Speed, getting things done, cracking on. All wonderful things. But they do need to be used with a degree of care in the real world, because, thank goodness, we live in an environment that is much more delicately flavoured than that – an environment in which the smallest shifts can make the biggest differences, and where the actions of one are interconnected with the actions of others.

There are times however, where it can be easy to succumb to the temptation to just crack on – let’s stop thinking and start doing. Be aware that this is a temptation, and that it’s not always a good idea to give in to them.

It’s simplistic

A trait in management training that irritates me as much as, if not more than, any other, is the way in which some extremely valid concepts and ideas are over-simplified to enable people who don’t understand them fully to deliver them to others.
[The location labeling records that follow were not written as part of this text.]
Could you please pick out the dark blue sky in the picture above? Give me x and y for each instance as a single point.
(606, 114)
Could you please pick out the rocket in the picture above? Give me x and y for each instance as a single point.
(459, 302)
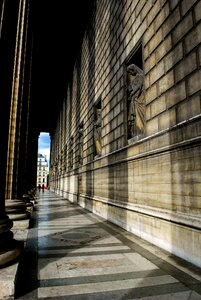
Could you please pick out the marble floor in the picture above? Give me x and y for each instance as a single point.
(73, 254)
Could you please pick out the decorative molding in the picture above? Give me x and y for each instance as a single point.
(183, 219)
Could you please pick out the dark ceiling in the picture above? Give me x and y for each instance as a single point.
(58, 30)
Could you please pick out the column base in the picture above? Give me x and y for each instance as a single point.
(10, 249)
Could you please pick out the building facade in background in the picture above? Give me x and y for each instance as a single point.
(42, 171)
(127, 144)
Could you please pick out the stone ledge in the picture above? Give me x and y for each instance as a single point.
(8, 275)
(183, 219)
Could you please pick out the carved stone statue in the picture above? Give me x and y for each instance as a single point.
(97, 131)
(136, 108)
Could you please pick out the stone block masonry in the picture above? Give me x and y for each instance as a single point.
(150, 183)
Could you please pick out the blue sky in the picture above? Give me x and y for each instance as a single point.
(44, 145)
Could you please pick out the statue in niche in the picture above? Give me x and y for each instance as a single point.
(135, 98)
(80, 145)
(97, 131)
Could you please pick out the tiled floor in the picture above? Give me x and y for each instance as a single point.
(73, 254)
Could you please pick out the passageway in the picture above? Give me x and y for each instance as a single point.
(72, 254)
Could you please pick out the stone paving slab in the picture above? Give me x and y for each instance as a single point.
(82, 256)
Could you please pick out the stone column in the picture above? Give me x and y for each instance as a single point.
(10, 249)
(15, 100)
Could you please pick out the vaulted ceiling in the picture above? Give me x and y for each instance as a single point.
(58, 29)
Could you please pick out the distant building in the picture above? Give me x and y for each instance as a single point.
(42, 170)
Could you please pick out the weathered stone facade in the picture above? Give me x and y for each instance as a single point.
(148, 183)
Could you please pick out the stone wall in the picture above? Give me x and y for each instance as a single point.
(148, 183)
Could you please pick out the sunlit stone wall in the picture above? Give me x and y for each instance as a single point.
(148, 184)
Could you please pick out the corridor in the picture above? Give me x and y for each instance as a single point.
(73, 254)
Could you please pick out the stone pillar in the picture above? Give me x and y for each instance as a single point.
(15, 107)
(10, 249)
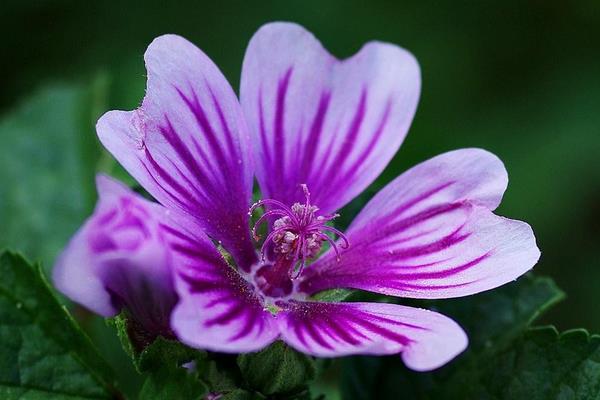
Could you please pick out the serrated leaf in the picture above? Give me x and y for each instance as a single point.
(278, 369)
(44, 354)
(47, 165)
(492, 320)
(170, 370)
(168, 365)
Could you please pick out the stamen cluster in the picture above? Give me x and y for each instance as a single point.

All subtlety, all real insight is lost, but the trainer can quote pieces of research and (superficially) appear intelligent, insightful and intellectual.
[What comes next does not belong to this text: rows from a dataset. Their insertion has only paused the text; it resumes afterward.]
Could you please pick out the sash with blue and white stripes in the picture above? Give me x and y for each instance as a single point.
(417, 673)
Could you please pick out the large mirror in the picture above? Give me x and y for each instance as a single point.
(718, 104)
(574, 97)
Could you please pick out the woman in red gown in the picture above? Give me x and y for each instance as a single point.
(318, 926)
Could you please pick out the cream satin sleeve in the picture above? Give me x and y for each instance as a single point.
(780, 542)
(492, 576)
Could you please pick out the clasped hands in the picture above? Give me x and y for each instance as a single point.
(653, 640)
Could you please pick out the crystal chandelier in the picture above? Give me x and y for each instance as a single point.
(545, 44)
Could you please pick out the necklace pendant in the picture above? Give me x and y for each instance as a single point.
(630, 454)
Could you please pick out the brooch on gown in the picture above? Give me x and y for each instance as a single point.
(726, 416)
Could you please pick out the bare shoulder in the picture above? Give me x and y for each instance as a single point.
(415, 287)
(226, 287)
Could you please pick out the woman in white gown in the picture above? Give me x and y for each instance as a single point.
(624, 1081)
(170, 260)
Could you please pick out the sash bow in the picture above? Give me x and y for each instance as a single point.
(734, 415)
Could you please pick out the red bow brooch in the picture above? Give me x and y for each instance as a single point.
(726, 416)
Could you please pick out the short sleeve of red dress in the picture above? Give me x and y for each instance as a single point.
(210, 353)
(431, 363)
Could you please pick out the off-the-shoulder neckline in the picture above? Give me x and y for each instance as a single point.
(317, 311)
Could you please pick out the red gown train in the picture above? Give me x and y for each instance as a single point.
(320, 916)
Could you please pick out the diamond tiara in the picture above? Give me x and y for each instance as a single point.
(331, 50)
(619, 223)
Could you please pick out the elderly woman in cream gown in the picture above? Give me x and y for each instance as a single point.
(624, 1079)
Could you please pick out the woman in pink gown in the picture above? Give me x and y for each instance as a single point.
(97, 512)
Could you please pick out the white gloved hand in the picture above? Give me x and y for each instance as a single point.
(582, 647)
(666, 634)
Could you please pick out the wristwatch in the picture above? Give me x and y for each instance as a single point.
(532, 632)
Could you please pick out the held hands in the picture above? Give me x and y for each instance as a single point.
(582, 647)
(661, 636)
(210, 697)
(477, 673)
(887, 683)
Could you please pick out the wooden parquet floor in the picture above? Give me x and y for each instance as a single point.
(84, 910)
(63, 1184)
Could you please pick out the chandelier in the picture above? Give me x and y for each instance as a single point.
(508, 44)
As a couple of examples of this, take a look at my earlier article on the misrepresentation of Albert Mehrabian’s research into non-verbal communication here, and an article by Reg Connolly of Pegasus NLP on the trivialisation of NLP with regard to eye movements and “lie detectors” (see here)

It’s easier

A “trend” in training and development work is the idea of modelling – observing and taking note of the behaviours of people operating successfully in a particular field and modelling how they achieve that success, the idea being to replicate it.

This is a smart thing to do, but, as with a lot of smart things, can be over-simplified until it becomes meaningless. If, during the modelling process we filter out all the subtlety, we’re left with an easy-to-understand but pointless and unhelpful “solution”.

For further insight into the perils of “bad modelling”, see here.

…but it’s rubbish

Next time someone is talking to you about this single-minded focus, this relentless drive, don’t completely disregard everything that they are saying to you – there are loads of benefits in this approach. But do balance it with a mental image of a bull in a china shop…

In all but very simple, very short-term situations, we do need to use the full range of gears that we have available to us, and those who are capable of that level of flexibility and responsiveness will be the ones who survive to tell the tale – even if the tale isn’t in the style of a simplistic children’s fairy story.